Spesso ero al lavoro in quel momento, quindi non potevo aprire la porta e capire chi fosse e perché venisse. Ogni giorno la scena si ripeteva: suonava, restava qualche minuto, poi correva dietro l’angolo.
Nessuna macchina, nessun adulto nelle vicinanze. Ogni giorno la preoccupazione cresceva. Dove erano i suoi genitori? Perché una bambina così piccola girava da sola?
Cominciai a temere che qualcosa di brutto fosse accaduto.
Una sera, non ce la feci più e portai le registrazioni alla polizia. Gli agenti individuarono rapidamente l’indirizzo della famiglia e convocarono la madre. Ed è lì che scoprii qualcosa di inaspettato 😲😱
Quando la donna entrò e sentì di cosa era accusata, scoppiò a ridere ad alta voce.
— Scusatemi — disse asciugandosi le lacrime — mia figlia è all’età in cui tutto le suscita curiosità. Abitiamo vicino a voi e passeggiamo spesso per questa strada. Ogni volta che passiamo davanti casa vostra, dice: “Voglio salutare quella signora!” Corre da voi, suona, poi torna indietro. Io la aspetto sempre al cancello.
Rimasi senza parole.
— Ma perché proprio a casa mia? — chiesi.

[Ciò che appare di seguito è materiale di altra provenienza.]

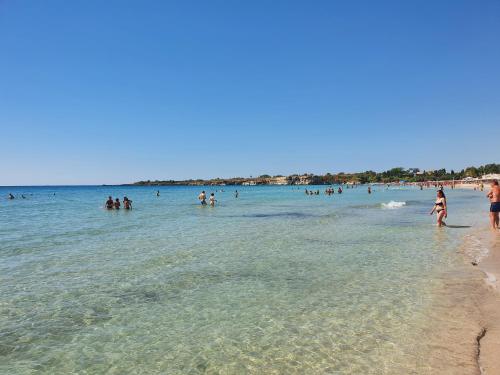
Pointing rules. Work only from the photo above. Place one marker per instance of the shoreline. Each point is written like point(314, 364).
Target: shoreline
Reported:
point(471, 297)
point(488, 340)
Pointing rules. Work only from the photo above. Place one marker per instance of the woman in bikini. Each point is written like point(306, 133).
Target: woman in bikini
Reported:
point(440, 208)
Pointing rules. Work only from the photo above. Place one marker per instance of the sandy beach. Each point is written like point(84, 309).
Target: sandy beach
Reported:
point(489, 305)
point(467, 340)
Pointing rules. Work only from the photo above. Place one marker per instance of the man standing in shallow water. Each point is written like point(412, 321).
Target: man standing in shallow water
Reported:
point(203, 198)
point(494, 196)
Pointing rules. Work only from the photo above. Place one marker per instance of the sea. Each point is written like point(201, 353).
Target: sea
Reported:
point(271, 282)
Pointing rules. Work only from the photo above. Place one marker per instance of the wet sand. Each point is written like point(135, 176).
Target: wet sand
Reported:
point(489, 343)
point(466, 338)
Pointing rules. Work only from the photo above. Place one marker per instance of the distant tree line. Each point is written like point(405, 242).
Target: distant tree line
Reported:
point(391, 175)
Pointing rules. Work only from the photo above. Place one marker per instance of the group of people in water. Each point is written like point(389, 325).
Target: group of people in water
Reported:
point(441, 208)
point(203, 198)
point(115, 204)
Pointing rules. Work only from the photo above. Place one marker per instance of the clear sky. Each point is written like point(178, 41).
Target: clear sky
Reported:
point(120, 91)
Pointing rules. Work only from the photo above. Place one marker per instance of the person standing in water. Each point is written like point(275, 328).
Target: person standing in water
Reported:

La donna sorrise di nuovo:
— Probabilmente non vi ricordate, ma una volta, in estate, avete dato a mia figlia una mela quando era caduta. Da allora sente il dovere di passare a salutare e augurare una buona giornata a chi le è stato gentile.
Io e il sergente ci guardammo e scoppiammo a ridere. Si scoprì così che la “misteriosa visitatrice” non era altro che una dolce bambina che ogni giorno veniva a dire «ciao» a chi, tempo fa, le aveva mostrato un piccolo gesto di gentilezza.